La Turchia scossa da un attentato terroristico targato Stato islamico: una donna kamikaze si è fatta esplodere a Suruc, nel centro culturale di Amara uccidendo 30 giovani e ferendone altri 100. Poco dopo a Kobane, cittadina siriana al confine turco, un altro attacco suicida. E la violenza miete vittime anche in Iraq.
di Cecilia Seppia
Radio Vaticana - La violenza omicida del sedicente Stato islamico ha colpito stavolta la Turchia, accusata da più parti di far passare attraverso le sue frontiere migliaia di combattenti e terroristi alla volta della Siria, per abbattere il regime di Assad. Una kamikaze di appena 18 anni, a Suruc, nel centro culturale di Amara dove era in corso un incontro di 300 giovani, ha sganciato la cintura esplosiva, facendo strage. A confermare la regia dell’Is è il partito curdo Hdp, che chiede maggiori misure per difendere il popolo e le istituzioni, anche il primo ministro Davutoglu in conferenza stampa dice che le indagini per ora portano al Daesh. Per il presidente Erdogan comunque non c’è dubbio: è un atto terroristico che va condannato e gli autori di questa brutalità devono essere fermati chiunque essi siano, perché - ha aggiunto - “il terrorismo non ha religione né patria, e nemmeno razza o lingua”. Le vittime erano membri della Federazione dei giovani socialisti, in partenza per Kobane, cittadina siriana al confine turco. Qui avrebbero portato aiuti e partecipato alla ricostruzione dell’enclave curda presa d’assedio dall’Is e poi liberata.
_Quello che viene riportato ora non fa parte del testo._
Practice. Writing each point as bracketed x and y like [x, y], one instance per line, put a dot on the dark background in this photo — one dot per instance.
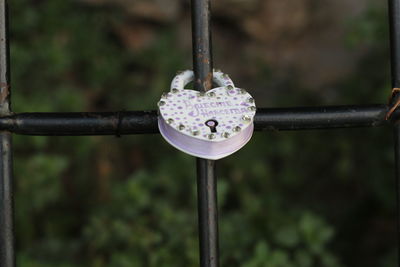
[301, 199]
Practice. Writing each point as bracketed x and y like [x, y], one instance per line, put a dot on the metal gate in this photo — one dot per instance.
[144, 122]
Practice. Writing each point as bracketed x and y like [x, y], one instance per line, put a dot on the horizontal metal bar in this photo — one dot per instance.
[145, 122]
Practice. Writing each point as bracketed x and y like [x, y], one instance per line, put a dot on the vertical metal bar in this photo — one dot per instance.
[7, 256]
[394, 21]
[206, 179]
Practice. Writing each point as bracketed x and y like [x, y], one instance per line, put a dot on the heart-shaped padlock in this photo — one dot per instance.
[210, 125]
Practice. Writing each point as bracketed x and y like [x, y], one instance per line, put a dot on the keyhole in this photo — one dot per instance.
[212, 124]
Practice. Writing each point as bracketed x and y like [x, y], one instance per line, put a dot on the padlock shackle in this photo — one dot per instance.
[185, 77]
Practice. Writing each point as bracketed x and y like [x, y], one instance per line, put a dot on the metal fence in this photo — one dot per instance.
[145, 122]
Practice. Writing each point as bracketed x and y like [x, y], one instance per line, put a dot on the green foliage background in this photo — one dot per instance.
[300, 199]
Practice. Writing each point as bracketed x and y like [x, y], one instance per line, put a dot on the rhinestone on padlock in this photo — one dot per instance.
[209, 125]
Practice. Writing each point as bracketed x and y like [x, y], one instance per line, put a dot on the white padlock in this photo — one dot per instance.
[210, 125]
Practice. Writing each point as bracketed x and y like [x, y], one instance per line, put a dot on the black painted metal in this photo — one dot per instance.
[394, 22]
[145, 122]
[206, 178]
[7, 256]
[142, 122]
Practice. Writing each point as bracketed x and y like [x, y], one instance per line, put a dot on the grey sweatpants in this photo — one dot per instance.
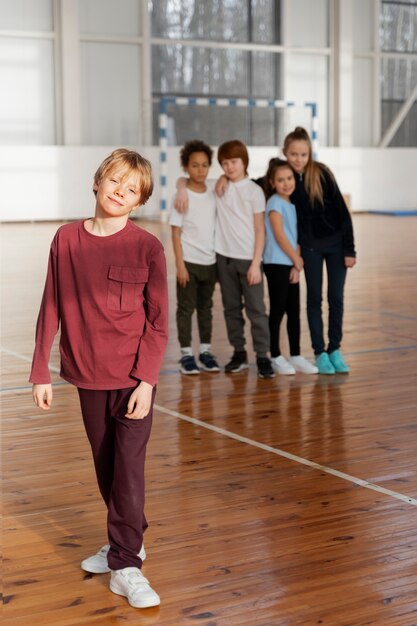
[237, 295]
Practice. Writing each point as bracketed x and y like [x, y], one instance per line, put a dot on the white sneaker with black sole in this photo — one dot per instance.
[132, 584]
[300, 364]
[281, 366]
[97, 564]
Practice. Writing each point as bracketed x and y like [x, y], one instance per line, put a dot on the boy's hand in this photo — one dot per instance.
[294, 276]
[140, 402]
[254, 275]
[182, 276]
[221, 185]
[299, 264]
[181, 200]
[42, 396]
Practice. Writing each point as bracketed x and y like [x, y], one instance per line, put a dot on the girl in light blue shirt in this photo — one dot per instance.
[282, 265]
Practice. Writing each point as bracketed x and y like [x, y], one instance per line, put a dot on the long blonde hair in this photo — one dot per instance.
[313, 174]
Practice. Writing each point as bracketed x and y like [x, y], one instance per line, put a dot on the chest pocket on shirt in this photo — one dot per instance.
[125, 287]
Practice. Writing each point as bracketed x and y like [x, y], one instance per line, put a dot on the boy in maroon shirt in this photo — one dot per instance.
[107, 288]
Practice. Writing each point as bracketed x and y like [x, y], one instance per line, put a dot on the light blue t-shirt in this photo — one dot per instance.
[272, 251]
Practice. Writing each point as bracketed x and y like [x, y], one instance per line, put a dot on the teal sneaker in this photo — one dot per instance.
[338, 362]
[324, 365]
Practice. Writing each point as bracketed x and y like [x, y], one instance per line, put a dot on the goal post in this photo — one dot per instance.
[168, 101]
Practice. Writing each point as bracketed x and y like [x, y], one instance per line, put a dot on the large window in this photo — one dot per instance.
[27, 73]
[398, 39]
[216, 70]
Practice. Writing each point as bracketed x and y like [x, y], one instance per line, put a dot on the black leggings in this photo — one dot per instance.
[284, 297]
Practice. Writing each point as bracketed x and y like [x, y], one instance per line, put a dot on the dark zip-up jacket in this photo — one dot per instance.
[327, 224]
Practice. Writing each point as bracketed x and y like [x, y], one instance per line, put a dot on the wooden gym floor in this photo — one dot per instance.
[271, 503]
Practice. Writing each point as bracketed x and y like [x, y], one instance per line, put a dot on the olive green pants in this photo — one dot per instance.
[196, 295]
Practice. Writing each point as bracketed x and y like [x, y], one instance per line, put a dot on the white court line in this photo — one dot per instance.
[262, 446]
[288, 455]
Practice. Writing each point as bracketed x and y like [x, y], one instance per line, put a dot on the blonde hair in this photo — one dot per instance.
[313, 174]
[130, 162]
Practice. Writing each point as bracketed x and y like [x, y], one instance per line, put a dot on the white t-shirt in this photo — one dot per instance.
[235, 228]
[197, 226]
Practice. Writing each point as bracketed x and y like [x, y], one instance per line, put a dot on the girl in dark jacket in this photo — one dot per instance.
[325, 235]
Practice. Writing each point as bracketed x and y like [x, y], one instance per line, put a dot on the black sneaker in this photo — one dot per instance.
[264, 368]
[237, 363]
[208, 362]
[188, 365]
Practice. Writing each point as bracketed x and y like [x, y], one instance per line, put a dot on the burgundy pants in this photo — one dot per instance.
[118, 445]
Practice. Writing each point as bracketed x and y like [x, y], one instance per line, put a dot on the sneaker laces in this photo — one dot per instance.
[135, 578]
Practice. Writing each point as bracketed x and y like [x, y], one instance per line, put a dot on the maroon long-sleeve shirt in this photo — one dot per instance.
[109, 294]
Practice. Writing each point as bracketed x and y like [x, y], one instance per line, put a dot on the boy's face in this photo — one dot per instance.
[197, 167]
[234, 169]
[117, 194]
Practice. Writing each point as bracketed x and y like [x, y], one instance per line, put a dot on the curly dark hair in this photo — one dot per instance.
[194, 146]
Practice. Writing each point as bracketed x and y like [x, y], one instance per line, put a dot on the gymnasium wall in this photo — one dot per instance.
[54, 183]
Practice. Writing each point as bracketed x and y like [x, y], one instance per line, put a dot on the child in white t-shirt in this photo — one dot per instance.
[239, 243]
[193, 242]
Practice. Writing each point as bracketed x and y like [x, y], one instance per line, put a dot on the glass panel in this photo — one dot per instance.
[399, 76]
[27, 115]
[213, 72]
[218, 20]
[106, 17]
[255, 127]
[110, 104]
[362, 102]
[406, 135]
[306, 80]
[265, 21]
[398, 30]
[215, 20]
[265, 75]
[307, 23]
[363, 25]
[27, 15]
[204, 71]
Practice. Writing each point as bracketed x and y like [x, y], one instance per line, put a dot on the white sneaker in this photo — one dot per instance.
[132, 584]
[97, 564]
[281, 366]
[300, 364]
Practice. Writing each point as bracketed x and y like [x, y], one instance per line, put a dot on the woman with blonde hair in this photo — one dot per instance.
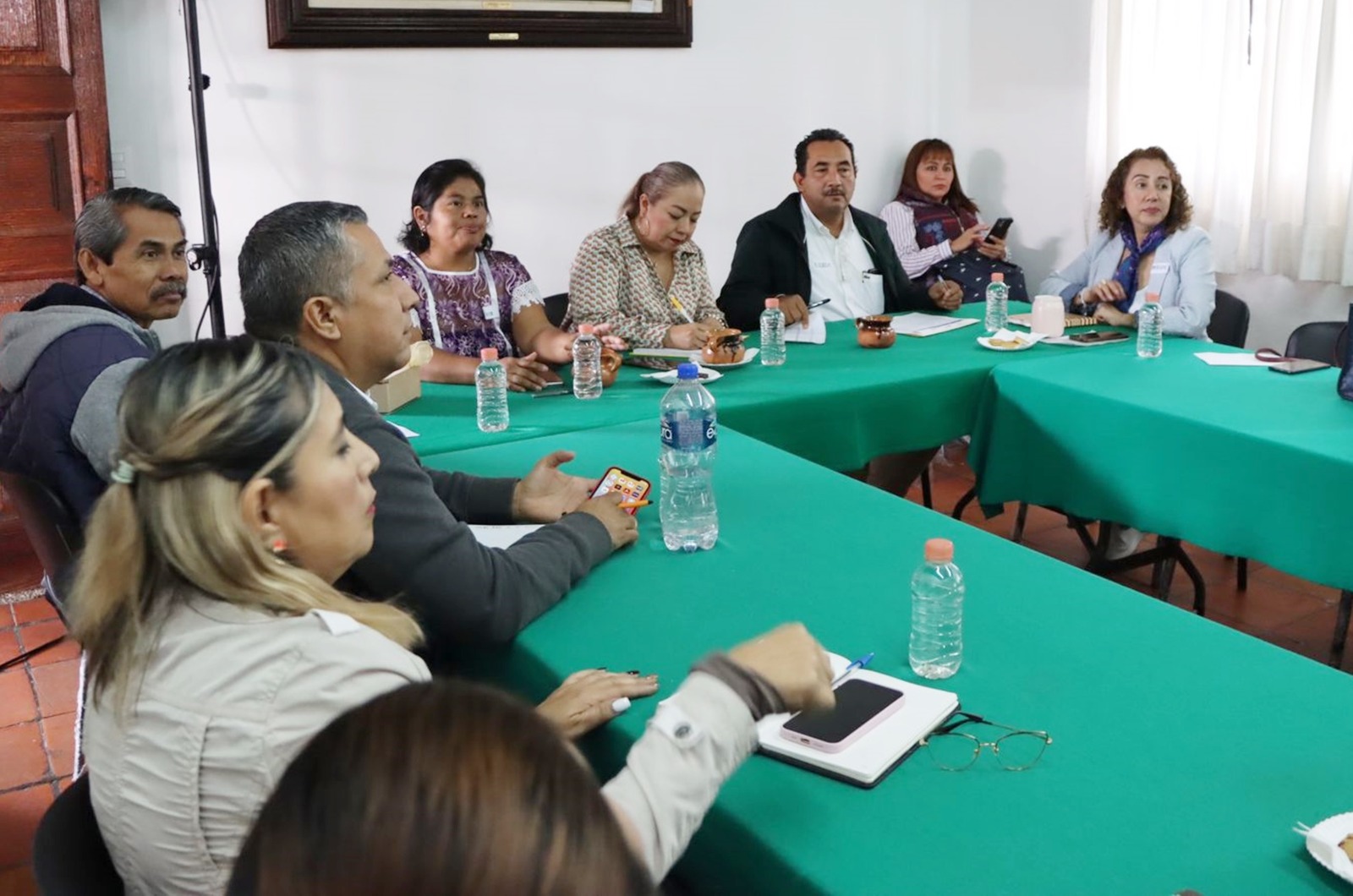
[218, 646]
[643, 274]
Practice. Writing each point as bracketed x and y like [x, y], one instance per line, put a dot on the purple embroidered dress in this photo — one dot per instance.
[463, 312]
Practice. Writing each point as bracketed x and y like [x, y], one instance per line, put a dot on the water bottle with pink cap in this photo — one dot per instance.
[937, 644]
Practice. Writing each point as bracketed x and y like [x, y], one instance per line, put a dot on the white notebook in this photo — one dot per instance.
[923, 325]
[869, 760]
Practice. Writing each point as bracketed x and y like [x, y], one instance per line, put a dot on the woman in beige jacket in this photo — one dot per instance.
[218, 646]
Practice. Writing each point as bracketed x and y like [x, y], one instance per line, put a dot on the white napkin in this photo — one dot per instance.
[1027, 339]
[1230, 359]
[815, 331]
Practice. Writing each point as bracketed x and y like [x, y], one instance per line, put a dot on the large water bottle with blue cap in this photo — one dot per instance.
[690, 436]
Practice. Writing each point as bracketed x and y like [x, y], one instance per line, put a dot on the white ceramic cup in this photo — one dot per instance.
[1049, 315]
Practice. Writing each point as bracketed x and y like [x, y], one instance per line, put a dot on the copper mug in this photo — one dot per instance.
[724, 347]
[876, 331]
[609, 367]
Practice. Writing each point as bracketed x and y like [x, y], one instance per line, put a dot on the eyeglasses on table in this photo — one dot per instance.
[956, 750]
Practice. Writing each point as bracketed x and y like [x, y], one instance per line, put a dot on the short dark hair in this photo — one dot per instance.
[439, 787]
[291, 254]
[820, 135]
[428, 189]
[101, 227]
[658, 183]
[1113, 216]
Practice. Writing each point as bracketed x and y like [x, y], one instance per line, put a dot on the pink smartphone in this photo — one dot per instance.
[859, 707]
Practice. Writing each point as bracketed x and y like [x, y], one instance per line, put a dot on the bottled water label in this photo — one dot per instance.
[689, 434]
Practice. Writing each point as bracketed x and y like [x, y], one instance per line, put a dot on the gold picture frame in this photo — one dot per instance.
[468, 24]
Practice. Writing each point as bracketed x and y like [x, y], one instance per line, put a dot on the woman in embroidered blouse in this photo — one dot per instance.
[935, 231]
[643, 275]
[1145, 243]
[473, 298]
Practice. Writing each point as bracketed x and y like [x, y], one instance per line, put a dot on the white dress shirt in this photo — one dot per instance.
[841, 270]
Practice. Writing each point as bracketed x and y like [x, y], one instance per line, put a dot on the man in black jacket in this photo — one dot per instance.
[816, 248]
[777, 256]
[315, 274]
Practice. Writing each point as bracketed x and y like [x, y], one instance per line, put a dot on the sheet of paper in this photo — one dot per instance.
[502, 536]
[812, 332]
[922, 324]
[1230, 359]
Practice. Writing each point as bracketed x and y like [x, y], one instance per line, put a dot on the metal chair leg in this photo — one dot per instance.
[969, 497]
[1021, 517]
[1341, 628]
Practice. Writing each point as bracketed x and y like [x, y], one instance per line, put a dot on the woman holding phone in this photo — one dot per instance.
[218, 646]
[935, 229]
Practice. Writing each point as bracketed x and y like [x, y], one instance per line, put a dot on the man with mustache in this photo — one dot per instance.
[68, 352]
[815, 247]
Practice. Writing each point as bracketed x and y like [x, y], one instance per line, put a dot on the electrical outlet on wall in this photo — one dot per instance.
[119, 168]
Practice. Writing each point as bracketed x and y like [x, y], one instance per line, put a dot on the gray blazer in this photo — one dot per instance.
[229, 697]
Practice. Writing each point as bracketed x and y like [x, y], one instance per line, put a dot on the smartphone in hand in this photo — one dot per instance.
[999, 229]
[628, 485]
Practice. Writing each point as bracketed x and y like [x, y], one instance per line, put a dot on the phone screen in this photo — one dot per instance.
[1099, 336]
[857, 702]
[1000, 229]
[627, 484]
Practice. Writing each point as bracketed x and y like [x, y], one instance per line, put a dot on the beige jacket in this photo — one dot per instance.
[229, 696]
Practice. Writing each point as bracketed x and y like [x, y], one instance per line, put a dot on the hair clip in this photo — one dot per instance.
[125, 474]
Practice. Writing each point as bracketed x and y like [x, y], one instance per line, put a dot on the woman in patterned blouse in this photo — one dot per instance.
[470, 297]
[643, 275]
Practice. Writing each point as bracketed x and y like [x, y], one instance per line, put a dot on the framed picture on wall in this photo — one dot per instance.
[455, 24]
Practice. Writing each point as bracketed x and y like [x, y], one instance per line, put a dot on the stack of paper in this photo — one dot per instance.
[920, 324]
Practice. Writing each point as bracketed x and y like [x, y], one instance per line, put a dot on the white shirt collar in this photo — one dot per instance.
[370, 400]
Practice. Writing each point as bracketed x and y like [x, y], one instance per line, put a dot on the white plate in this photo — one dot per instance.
[985, 341]
[1323, 842]
[748, 359]
[670, 376]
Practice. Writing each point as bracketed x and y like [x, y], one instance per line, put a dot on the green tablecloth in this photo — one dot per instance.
[1237, 459]
[835, 403]
[1183, 750]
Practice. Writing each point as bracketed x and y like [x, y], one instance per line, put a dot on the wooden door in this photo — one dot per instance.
[53, 139]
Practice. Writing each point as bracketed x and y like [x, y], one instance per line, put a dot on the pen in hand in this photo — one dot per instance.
[859, 664]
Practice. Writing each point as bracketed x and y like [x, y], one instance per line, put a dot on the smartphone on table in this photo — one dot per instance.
[1298, 366]
[1098, 336]
[1000, 229]
[861, 706]
[628, 485]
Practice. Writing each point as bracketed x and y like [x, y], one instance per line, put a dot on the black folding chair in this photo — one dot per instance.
[69, 857]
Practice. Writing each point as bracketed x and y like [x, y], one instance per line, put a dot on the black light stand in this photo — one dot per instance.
[205, 256]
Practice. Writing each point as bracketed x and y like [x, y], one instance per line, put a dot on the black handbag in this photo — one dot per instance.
[1346, 374]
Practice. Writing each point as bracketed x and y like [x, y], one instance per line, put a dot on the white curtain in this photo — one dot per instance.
[1253, 101]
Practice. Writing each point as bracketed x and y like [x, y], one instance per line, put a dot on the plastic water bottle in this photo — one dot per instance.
[586, 363]
[773, 335]
[1150, 329]
[690, 434]
[491, 393]
[998, 303]
[937, 648]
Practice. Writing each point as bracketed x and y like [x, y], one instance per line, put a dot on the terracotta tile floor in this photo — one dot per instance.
[37, 699]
E proprio a Kobane poco dopo c’è stato un altro attacco suicida, costato la vita a 2 persone, probabilmente un’azione coordinata per mano dei jihadisti. L’eco della furia di matrice islamica arriva anche in Iraq: ancora un ordigno piazzato nel mercato a nord di Baghdad: la stessa modalità con cui lo scorso venerdì a Khan Beni Saad, nella provincia orientale di Diyala, era stato sferrato un altro attacco violentissimo che ha ucciso 150 civili.